Director Lindsay said, “We just filmed a ton of scenes and then laid them out. None of it was scripted…We were going for a very intimate film. Bill’s trusting us made the kids trust us, but it was really surprising to us how quickly they forgot we were there. The camera became an extension of us.” However, reported the filmmaking duo, “Even 2 to 3 months later, they (the players) still didn’t get what we were doing. They’d ask, ‘So, who’s going to play me in the movie.’”
The answer is that the Manassas Tigers played themselves, and the filmmakers did a very good job of being in the right place at the right time to capture moments in their 2009 season. As Lindsay said of one particularly moving scene involving Chavis (the troublemaker), “Oh, my God! Did that really just happen? We have a movie here!”

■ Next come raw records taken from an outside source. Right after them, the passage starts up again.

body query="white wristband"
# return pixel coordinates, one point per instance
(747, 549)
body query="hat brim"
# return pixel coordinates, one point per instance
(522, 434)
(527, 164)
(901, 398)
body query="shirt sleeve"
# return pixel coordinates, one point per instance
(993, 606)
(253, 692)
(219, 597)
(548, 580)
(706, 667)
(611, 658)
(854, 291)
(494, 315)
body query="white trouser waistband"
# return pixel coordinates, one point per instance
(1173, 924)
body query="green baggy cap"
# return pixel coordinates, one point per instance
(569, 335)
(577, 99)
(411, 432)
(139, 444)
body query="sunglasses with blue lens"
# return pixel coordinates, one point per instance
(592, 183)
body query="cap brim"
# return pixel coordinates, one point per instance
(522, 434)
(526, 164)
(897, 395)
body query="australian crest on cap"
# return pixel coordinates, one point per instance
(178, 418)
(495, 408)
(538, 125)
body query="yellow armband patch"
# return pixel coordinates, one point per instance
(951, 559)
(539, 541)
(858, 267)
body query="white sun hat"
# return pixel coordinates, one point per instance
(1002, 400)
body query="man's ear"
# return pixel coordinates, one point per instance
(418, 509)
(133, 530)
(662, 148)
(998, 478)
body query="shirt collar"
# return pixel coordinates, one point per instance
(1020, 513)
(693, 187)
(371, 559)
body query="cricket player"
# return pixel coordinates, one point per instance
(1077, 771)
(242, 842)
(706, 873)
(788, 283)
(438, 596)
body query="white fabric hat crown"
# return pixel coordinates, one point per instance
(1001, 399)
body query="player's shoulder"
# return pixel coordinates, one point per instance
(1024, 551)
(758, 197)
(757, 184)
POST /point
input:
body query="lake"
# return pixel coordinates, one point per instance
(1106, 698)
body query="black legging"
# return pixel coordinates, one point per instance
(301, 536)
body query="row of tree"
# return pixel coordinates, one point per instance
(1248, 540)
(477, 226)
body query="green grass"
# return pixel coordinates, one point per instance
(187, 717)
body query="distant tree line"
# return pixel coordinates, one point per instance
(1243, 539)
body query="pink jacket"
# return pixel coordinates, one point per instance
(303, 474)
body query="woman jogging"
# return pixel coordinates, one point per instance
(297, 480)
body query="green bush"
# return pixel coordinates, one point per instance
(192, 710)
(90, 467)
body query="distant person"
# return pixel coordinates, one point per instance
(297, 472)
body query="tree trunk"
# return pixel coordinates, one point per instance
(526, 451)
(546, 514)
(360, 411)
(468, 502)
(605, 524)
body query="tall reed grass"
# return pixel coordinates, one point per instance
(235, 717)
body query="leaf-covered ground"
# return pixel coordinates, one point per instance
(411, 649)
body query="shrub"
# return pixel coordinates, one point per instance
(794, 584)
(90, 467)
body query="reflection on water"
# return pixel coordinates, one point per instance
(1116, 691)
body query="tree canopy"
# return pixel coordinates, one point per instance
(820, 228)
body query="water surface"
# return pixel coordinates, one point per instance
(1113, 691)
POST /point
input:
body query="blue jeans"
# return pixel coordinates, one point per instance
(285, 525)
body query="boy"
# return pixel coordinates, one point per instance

The film with plenty of exhortations like, “Please remember discipline. Please remember character, and let’s go kick their ass,” (Bill Courtney). As a former NFL player, invited to address the team by Coach Courtney, tells them, “It’s not where you start; it’s where you finish.”
The documentary, which earned great praise from one audience member, in particular, who called it “the best football film I’ve ever seen” will open in February with distribution from the Weinstein Brothers. Said Coach Courtney at one point, “If they don’t win the game, they’re gonna’ win the fight. You gotta’ believe in yourselves. You can come back.”
Sandy Wilson was Music Supervisor on the film, and should be singled out for praise, as well. All in all, with 70 young men on the team, there are some compelling and amazing stories of life in North Memphis and what it means to be resilient and never give up.